Overview:
Module 4 focuses on the intersection of data management and cloud computing within the context of bacterial genomics. As the volume of data generated by Whole Genome Sequencing (WGS) continues to grow, efficient data handling and computational resources become increasingly important. This module introduces students to cloud computing platforms, specifically Amazon Web Services (AWS), and teaches them how to set up and utilize cloud instances for genomic data analysis. Students will learn how to acquire sequencing data, perform quality control checks, and preprocess the data by trimming low-quality bases and adapters. By mastering these skills, students will be equipped to handle large-scale genomic datasets and leverage the power of cloud computing to conduct their analyses efficiently and effectively.
Topics:
Setting up AWS Instances:
- Introduction to cloud computing and its advantages for genomic data analysis.
- Step-by-step guide to setting up an AWS account and launching compute instances (EC2).
- Configuring the compute environment with the necessary software and tools for WGS analysis.
- Choosing the right EC2 instance type for bioinformatics applications.
- Launching and connecting to an EC2 instance via SSH.
Acquire Data:
- Methods for obtaining bacterial WGS data, including public databases like NCBI SRA and ENA.
- Techniques for transferring data to the cloud, using tools such as AWS S3, FTP, and command-line utilities.
- Organizing and managing data within the cloud environment to facilitate efficient analysis.
Quality Check and Trimming:
- The importance of quality control in WGS and the impact of sequencing quality on downstream analyses.

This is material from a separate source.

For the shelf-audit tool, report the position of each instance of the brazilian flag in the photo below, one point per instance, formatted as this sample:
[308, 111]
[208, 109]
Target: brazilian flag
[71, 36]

- Using FASTQC to assess the quality of raw sequencing reads, including quality scores, GC content, and sequence duplication levels.
- Introduction to FASTP and other preprocessing tools for trimming adapters, filtering low-quality reads, and correcting sequencing errors.
Labs
- Lab 1: Setting Up AWS Instances
- Lab 2: Acquiring and Managing Data on AWS
- Lab 3: Quality Check and Trimming of Sequencing
Learning Outcomes:
Upon completion of this module, students will be able to:
- Set up and manage AWS instances for genomic data analysis.
- Acquire and transfer WGS data from public repositories to the cloud.
- Perform quality control checks on sequencing data using FASTQC.
- Preprocess sequencing data with FASTP, including trimming adapters and filtering reads based on quality metrics.